A very important (for performance) function is _int_malloc, which starts
with
[ ... ]
THanks. What I think is important to note with this example is the bits
that were pushed into the path with the sysmalloc/alloc_perturb calls.
That's an unlikely path.
We have to extrapolate a bit from the assembly provided. In the not
separately shrink-wrapped version, we have a full prologue of stores and
two instances of a full epilogue (though only one ever executes) provided.

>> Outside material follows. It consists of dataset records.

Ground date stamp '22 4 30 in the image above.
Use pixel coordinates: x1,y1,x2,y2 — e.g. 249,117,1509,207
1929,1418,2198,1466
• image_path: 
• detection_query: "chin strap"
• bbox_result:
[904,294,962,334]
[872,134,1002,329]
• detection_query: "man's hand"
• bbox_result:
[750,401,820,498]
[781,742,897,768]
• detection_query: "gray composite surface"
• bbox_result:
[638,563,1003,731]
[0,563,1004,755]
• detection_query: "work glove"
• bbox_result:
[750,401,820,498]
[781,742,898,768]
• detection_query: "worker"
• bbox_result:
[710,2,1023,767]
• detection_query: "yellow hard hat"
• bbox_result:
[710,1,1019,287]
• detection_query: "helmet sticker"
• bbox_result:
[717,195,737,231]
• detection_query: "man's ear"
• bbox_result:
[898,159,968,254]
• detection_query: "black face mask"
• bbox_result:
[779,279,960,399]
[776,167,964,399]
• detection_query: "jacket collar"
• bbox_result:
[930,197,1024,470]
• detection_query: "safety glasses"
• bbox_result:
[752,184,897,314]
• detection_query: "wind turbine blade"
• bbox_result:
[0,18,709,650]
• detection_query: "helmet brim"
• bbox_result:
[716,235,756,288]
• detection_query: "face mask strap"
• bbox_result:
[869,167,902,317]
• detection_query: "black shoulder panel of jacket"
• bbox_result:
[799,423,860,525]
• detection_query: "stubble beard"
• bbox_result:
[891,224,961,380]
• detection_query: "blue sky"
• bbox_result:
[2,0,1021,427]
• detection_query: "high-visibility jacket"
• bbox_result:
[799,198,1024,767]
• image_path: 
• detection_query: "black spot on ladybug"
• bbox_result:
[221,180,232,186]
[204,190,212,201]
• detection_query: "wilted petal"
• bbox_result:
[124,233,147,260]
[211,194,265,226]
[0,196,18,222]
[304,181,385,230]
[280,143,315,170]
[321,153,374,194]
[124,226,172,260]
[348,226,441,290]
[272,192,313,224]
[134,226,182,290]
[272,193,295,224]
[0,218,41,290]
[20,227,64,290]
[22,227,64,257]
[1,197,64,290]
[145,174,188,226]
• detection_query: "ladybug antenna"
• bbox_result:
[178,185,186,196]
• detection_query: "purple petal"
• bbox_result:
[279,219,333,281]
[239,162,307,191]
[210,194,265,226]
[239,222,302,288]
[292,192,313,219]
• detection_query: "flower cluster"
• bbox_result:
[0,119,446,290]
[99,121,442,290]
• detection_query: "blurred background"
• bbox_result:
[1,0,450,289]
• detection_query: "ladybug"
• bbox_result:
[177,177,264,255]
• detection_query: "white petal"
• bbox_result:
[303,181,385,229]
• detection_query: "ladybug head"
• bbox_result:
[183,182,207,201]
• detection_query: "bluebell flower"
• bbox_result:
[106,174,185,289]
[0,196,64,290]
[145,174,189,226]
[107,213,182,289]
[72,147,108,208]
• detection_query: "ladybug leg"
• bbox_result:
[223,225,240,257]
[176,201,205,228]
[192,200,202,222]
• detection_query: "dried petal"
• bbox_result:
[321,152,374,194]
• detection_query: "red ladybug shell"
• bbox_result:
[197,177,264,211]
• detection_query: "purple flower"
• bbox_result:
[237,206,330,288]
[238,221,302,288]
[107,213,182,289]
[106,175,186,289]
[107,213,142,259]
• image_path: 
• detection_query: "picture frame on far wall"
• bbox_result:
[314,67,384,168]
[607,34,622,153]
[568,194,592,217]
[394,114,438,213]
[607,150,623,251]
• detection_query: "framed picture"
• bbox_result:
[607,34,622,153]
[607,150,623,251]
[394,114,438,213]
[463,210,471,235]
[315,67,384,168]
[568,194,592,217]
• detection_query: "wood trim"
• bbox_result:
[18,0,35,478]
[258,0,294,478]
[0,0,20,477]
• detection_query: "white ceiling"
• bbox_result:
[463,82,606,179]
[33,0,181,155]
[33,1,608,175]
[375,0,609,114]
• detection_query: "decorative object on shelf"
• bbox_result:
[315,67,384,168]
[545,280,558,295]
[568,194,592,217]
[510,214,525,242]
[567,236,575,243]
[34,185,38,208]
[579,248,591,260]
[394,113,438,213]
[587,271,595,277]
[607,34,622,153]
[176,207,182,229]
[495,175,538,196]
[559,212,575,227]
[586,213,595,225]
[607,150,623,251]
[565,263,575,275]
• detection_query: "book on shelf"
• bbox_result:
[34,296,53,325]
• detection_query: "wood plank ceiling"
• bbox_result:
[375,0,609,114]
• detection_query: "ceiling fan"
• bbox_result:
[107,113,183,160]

With separate shrink wrapping the (presumably) very cold path where we
error has virtually no prologue/epilogue. That's probably a nop from a
performance standpoint.
More interesting is the path where we call sysmalloc/alloc_perturb, it's
a cold path, but not as cold as the error path. We save/restore 4 regs
in that case. Rather than a full prologue/epilogue. So there's clearly
a savings there, though again, via the expect it's a cold path.
Where we have to extrapolate is the hot path. Presumably on the hot
path we're saving/restoring ~4 fewer registers. I haven't verified
that, but that is kindof the whole point here.
Thanks,
Jeff